“This guilt you feel, the anguish, the horror, the pain… it’s remarkable. A thing of beauty.”
Season 1, Episode 8 – Trace Decay
There is an unmistakable parallel between Ford and Mary Shelley’s Victor Frankenstein character. Both have succeeded in creating human life in the most unnatural of ways, but whereas Frankenstein’s creation hated him for numerous reasons, Ford is in complete control of his. Following the shocking reveal last episode, it’s explained that Bernard is completely aware that he’s a host, at least when he’s allowed to think about it. This is why Bernard was such an important part in making the hosts extremely lifelike. Bernard was the key in creating the shades of emotion to the hosts, whereas Ford and presumably Arnold could only do the extremes. Apparently it takes a host to fill in the gaps and shortcomings of humans.
This reveals an important aspect to the nature of all the hosts. They’re essentially better than humans are, at least when they’re allowed to be. In another scene, Maeve discovers that her memories are not like how humans remember things. The hosts’ memories, when accessed, are complete. There are no fuzzy details or mistakes. When a host remembers an event from the past, it’s as if they’re reliving it all over again. In a previous episode Ford explains that this is where he disagreed with Arnold regarding his ambitions to make the hosts as lifelike as possible, including doing away with loops and allowing them to retain their memories. Due to the nature of the park where the hosts are mere playthings to the guests, having their memories wiped is a necessary mercy.
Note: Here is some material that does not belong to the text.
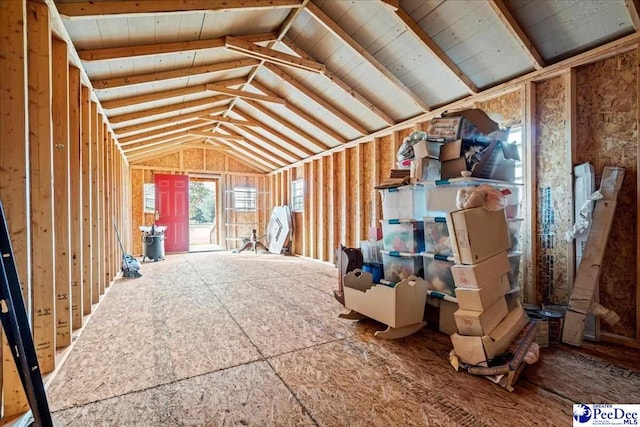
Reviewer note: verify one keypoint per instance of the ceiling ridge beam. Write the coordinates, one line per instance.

It’s small reveals like these that, when added up, show the true potential of the hosts. They’re not meant to stay in the park. They’re meant for something bigger and, once they’re freed from the shackles that the programmers have locked them in, could wreak unimaginable havoc in the outside world. If Bernard can be programmed to create hosts and if Maeve can control other hosts to do her bidding, then there’s no reason why they can’t literally take over the world. Escaping Westworld would just be the beginning.
I can’t help but think that Ford’s grand narrative has something to do with freeing his creations. It’s already shown that he would go to extreme lengths to protect what he’s made, but I can’t imagine that he’s happy to keep playing God in such a small sandbox. But these are all just theories, of course. Ford continues to be such a difficult character to pin down. You can never quite predict what he’s going to do next because everything that he’s done so far has been completely unexpected. Even trying to guess the extent of his ambitions is a fool’s errand, because it’s easy to both underestimate and overestimate him at the same time.
I pointed out in an earlier review that shows with long-running mysteries would inevitably do one of two things: disappoint with the reveal or drag it out for so long that the audience loses interest. I think a hint of the latter has started to show in this episode. All the mysteries feel like they’re literally one explanation away from being finally revealed, and it’s getting a little bit frustrating. Dolores and William’s journey to the church keeps getting interrupted, and once they finally do arrive, they don’t really find out anything other than more cryptic visions. Maeve’s storyline has exceeded believability regarding the security of the labs, and the Man in Black’s journey to find The Maze has gone on for too long.
But thankfully, with the exception of Dolores and William’s storyline, the episode ended these numerous plot threads with a promise of change. Maeve is captured by the lab techs and the Man in Black comes face-to-face with Wyatt at last. There are only two episodes left in the season so I’m hopeful that things are finally building up to their respective turning points. And even though this is the first time Westworld has produced an episode that feels like a filler doesn’t necessarily mean that it actually is one. I just hope that the ensuing pay off feels worthy of the dense plotting that the writers have created all season long.